Sunday, June 28, 2020

Cuomo’s Covid Chutzpah: Texas and Florida have a long way to go to match New York’s virus record.

By The Editorial Board | The Wall Street Journal

Texas and Florida put their economic reopenings on pause Friday amid new coronavirus flare-ups, and you can almost feel the Schadenfreude rising from newsrooms and Democratic offices. Serves those Republican-run states right for opening so quickly!

The truth is that those states began reopening several weeks ago, and not all states that have reopened have had major outbreaks. The causes of the flare-ups are varied. Some may spread among young people ignoring social-distancing advice. Border counties in Texas have been especially hard hit, perhaps from cross-border migration from hard-hit Mexico. Houston had 60,000 people at the George Floyd funeral and demonstration three weeks ago, and masks weren’t ubiquitous.

The outbreaks are worrying, but the reopening was always going to require trial and error. Opening up bars to regular business may have been a mistake, and now Florida and Texas are shutting them down or limiting the number of patrons. The flare-ups should cause people to be more cautious, but they don’t justify the economic and public-health damage of strict new state-wide lockdowns.

As for chutzpah, the prize goes to New York Gov. Andrew Cuomo, who reveled in the misery of others on Friday: “Oh, I say to them all, look at the numbers. You played politics with this virus and you lost. You told the people of your state and you told the people of this country, White House, ‘Don’t worry about it. Just open up, go about your business, this is all Democratic hyperbole.’ Oh, really? Now you see 27 states with the numbers going up. You see the death projections going up.”

To reinforce his thumb in the eye, Mr. Cuomo declared that travelers to New York from Utah, Arizona, Texas, Arkansas, Alabama, North Carolina, South Carolina and Florida will need to quarantine for 14 days. The order applies to states either with a positive-test rate over 10% or more than 10 in 100,000 residents testing positive per day over the last seven days. This will be difficult to enforce, but Mr. Cuomo said New York police may pull over cars with out-of-state licenses.

This comes with ill-grace from the man whose state still has by far the most virus infections and deaths. He’s also contradicting his own statements from earlier in the pandemic. When Rhode Island Gov. Gina Raimondo in March had police stop cars with New York license plates, Mr. Cuomo threatened to sue and tweeted, “We will not let New Yorkers be discriminated against.” Now he’s discriminating against other states, and notice that just one of his eight target states is run by a Democrat.

Mr. Cuomo is responsible for the single worst public-policy mistake of this pandemic: His administration’s order requiring nursing homes to accept Covid-19 patients from hospitals. That bad judgment let the virus rampage through institutions with the most vulnerable populations. Florida has some 4,000 homes for assisted senior living but locked down those facilities and it tests every worker at those institutions every two weeks.

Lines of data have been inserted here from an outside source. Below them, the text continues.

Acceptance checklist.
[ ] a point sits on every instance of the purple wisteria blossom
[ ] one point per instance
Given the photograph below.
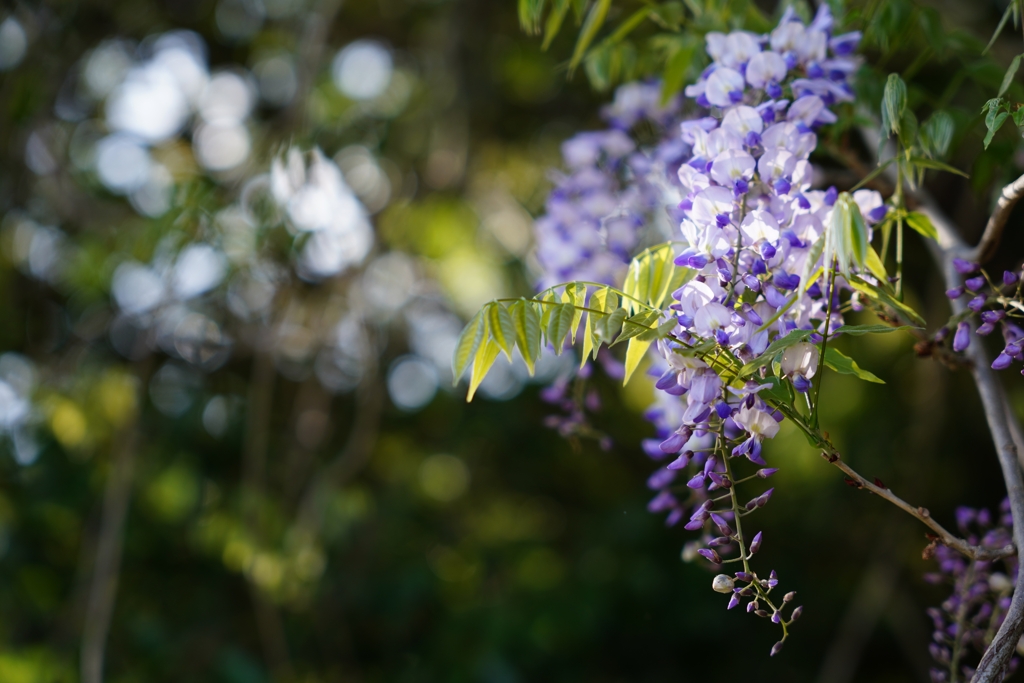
(735, 185)
(995, 304)
(966, 623)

None of the new state flare-ups come close to the severity of New York’s. New York state’s average positivity test rate exceeded 30% in late March and peaked above 50% in early April. Deaths are a lagging indicator, but New York had more than 900 fatalities a day at the peak. That’s more than as many daily deaths as there are in the entire U.S., with the exception of Friday when New Jersey reclassified some 1,854 deaths as probable from the virus.

The Statista website, which tracks Covid deaths, reports that as of June 26 New Jersey (167) and New York (161) had far and away the most virus deaths in the country per 100,000 people. Arizona had 21, Florida only 15, and Texas eight.

Perhaps Mr. Cuomo is touting outbreaks elsewhere because he hopes they will help people forget his record. He ought to be thanking everyone, in Washington and other states, who helped New York in its hour of desperate need.